Die Chaos – Tage Der SPD Sind Nicht So überraschend Wie Manche Sagen

Was sind das für Bande, die mich nach all den Jahren des Frusts der SPD immer noch näher stehen lassen, als allen anderen politischen Parteien in Deutschland?

Nichts als Nostalgie oder eine Hoffnung auf Erneuerung?

Was ging da ab in der SPD?

Wer mehr auf seinen Bauch als auf seinen Kopf hört, wird sich im Haifischbecken schwer tun. Sigmar Gabriel war dafür ein gutes Beispiel. Kurt Beck ein anderes. Ich weiß, dass es so ist und doch sind mir Typen, die etwas unstet sind, eigentlich lieber als die kühlen Rechner, von denen es in der Politik scheinbar viel zu viele gibt.


Gabriel wirkte seit seiner OP gesundheitlich angeschlagen. So war mein Eindruck, wenn ich Bilder in der Zeitung oder im Fernsehen von ihm gesehen habe. Wer weiß, ob das nicht einer der Gründe dafür war, dass er sich dazu entscheiden hat, Parteivorsitz und Kanzlerkandidatur an Martin Schulz abzugeben?

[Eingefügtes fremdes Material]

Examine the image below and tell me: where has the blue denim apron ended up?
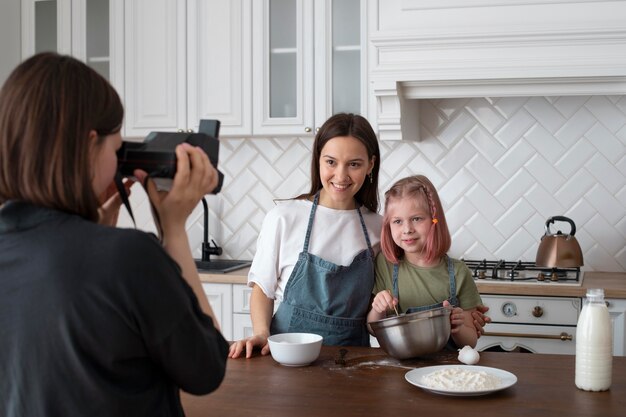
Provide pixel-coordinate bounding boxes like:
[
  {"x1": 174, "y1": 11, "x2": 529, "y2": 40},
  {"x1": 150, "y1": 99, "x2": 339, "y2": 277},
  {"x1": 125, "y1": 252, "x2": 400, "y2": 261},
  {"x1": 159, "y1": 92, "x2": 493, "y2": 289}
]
[
  {"x1": 393, "y1": 256, "x2": 459, "y2": 314},
  {"x1": 270, "y1": 193, "x2": 374, "y2": 346}
]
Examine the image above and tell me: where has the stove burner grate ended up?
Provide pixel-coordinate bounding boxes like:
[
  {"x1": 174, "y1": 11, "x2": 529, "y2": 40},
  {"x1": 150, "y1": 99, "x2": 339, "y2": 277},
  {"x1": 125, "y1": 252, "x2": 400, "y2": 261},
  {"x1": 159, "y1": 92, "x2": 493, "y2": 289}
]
[{"x1": 461, "y1": 259, "x2": 581, "y2": 283}]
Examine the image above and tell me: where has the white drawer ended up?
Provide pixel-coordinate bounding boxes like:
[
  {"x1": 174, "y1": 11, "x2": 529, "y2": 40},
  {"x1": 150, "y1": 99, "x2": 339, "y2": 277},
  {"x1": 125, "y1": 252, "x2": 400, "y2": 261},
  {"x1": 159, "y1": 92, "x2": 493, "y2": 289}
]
[{"x1": 233, "y1": 284, "x2": 252, "y2": 313}]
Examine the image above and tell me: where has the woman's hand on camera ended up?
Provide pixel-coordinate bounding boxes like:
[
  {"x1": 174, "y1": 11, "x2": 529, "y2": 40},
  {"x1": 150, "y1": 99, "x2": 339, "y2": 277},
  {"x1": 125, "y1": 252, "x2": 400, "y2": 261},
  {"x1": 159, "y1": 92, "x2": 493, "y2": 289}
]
[{"x1": 134, "y1": 143, "x2": 218, "y2": 234}]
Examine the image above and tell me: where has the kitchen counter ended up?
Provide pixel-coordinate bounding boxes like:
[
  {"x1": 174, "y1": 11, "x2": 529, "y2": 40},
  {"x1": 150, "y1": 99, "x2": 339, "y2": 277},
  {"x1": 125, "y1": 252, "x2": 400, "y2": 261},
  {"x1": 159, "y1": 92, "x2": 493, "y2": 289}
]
[
  {"x1": 182, "y1": 346, "x2": 626, "y2": 417},
  {"x1": 200, "y1": 268, "x2": 626, "y2": 299}
]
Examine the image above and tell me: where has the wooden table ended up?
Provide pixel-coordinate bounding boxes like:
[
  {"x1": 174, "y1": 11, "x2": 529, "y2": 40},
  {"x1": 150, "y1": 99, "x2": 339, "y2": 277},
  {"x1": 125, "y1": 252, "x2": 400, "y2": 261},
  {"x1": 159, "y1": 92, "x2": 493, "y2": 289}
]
[{"x1": 182, "y1": 346, "x2": 626, "y2": 417}]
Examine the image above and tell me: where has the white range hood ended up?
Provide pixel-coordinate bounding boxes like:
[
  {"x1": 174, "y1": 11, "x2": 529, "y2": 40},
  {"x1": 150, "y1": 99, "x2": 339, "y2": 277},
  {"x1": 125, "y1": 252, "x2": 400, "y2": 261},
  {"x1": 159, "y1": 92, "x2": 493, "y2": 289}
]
[{"x1": 368, "y1": 0, "x2": 626, "y2": 140}]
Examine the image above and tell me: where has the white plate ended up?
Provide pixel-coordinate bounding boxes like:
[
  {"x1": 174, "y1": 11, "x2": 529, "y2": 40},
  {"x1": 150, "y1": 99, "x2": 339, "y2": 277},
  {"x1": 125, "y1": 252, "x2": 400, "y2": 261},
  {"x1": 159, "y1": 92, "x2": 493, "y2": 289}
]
[{"x1": 404, "y1": 365, "x2": 517, "y2": 396}]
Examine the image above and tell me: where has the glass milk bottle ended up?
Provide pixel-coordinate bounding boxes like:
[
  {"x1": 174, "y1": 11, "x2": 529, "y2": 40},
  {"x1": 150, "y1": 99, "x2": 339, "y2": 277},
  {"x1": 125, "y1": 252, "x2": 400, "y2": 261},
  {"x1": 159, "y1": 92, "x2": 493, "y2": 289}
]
[{"x1": 576, "y1": 289, "x2": 613, "y2": 391}]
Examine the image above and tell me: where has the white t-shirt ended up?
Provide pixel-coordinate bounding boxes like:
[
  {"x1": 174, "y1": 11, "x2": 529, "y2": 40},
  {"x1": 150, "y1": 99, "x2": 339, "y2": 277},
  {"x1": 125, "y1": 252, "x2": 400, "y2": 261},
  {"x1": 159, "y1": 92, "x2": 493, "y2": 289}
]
[{"x1": 248, "y1": 200, "x2": 382, "y2": 302}]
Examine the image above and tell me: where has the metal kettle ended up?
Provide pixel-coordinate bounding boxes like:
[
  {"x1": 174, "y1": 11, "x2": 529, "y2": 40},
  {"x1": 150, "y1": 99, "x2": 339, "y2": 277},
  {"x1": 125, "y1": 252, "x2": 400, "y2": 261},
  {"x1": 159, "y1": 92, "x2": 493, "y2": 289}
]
[{"x1": 535, "y1": 216, "x2": 584, "y2": 268}]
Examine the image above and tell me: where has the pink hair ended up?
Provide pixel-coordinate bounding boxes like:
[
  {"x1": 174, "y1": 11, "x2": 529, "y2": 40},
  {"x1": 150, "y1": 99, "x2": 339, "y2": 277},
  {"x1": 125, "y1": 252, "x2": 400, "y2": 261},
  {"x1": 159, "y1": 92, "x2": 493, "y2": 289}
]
[{"x1": 380, "y1": 175, "x2": 452, "y2": 264}]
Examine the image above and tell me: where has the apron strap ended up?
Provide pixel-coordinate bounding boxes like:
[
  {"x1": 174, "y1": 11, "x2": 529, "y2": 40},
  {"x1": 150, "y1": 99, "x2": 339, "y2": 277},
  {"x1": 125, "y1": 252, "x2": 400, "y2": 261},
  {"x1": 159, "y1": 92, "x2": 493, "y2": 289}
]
[{"x1": 302, "y1": 191, "x2": 320, "y2": 253}]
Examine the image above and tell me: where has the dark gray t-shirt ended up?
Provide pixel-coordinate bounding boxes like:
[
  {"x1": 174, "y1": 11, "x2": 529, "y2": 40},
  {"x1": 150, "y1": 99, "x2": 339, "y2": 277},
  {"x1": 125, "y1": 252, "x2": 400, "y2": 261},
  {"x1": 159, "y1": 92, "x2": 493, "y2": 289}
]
[{"x1": 0, "y1": 202, "x2": 228, "y2": 417}]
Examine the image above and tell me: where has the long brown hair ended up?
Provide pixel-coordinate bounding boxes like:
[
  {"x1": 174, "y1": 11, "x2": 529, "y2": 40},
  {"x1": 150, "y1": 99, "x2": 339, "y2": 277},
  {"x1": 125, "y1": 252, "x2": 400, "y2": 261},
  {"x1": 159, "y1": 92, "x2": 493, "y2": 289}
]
[
  {"x1": 380, "y1": 175, "x2": 452, "y2": 263},
  {"x1": 0, "y1": 53, "x2": 124, "y2": 221},
  {"x1": 298, "y1": 113, "x2": 380, "y2": 213}
]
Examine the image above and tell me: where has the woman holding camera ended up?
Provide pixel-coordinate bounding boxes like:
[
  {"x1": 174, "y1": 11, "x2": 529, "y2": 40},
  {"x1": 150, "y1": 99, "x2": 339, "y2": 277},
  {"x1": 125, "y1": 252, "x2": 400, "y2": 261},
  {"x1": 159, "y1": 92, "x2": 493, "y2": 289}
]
[{"x1": 0, "y1": 53, "x2": 228, "y2": 417}]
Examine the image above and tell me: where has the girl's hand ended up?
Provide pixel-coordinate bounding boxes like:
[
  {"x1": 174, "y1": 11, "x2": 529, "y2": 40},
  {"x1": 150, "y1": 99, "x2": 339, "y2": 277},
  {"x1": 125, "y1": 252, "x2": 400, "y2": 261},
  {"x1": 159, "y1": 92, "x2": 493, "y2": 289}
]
[
  {"x1": 372, "y1": 290, "x2": 398, "y2": 314},
  {"x1": 228, "y1": 334, "x2": 270, "y2": 359},
  {"x1": 472, "y1": 305, "x2": 491, "y2": 337},
  {"x1": 443, "y1": 300, "x2": 465, "y2": 334}
]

Ich persönlich glaube, dass er im Vorstand der SPD nach Lage der Dinge sehr viel Druck aushalten musste und er sich deshalb zum Rückzug entschieden hat. Wenn ich die vielen oft bösartigen Beiträge in den Medien Revue passieren lasse, bestätigt sich mein Eindruck, dass Gabriel es einfach leid war, als Buhmann für alles herhalten zu müssen. Das gerüttet Maß an eigener Schuld, das er durch seine wechselhaften Äußerungen zu allen möglichen Fragen hatte, ließ sich nicht übersehen.

In meinen Augen, hat Gabriel der Partei nicht gut getan, obwohl er als Parteivorsitzender offenbar geschätzt wurde.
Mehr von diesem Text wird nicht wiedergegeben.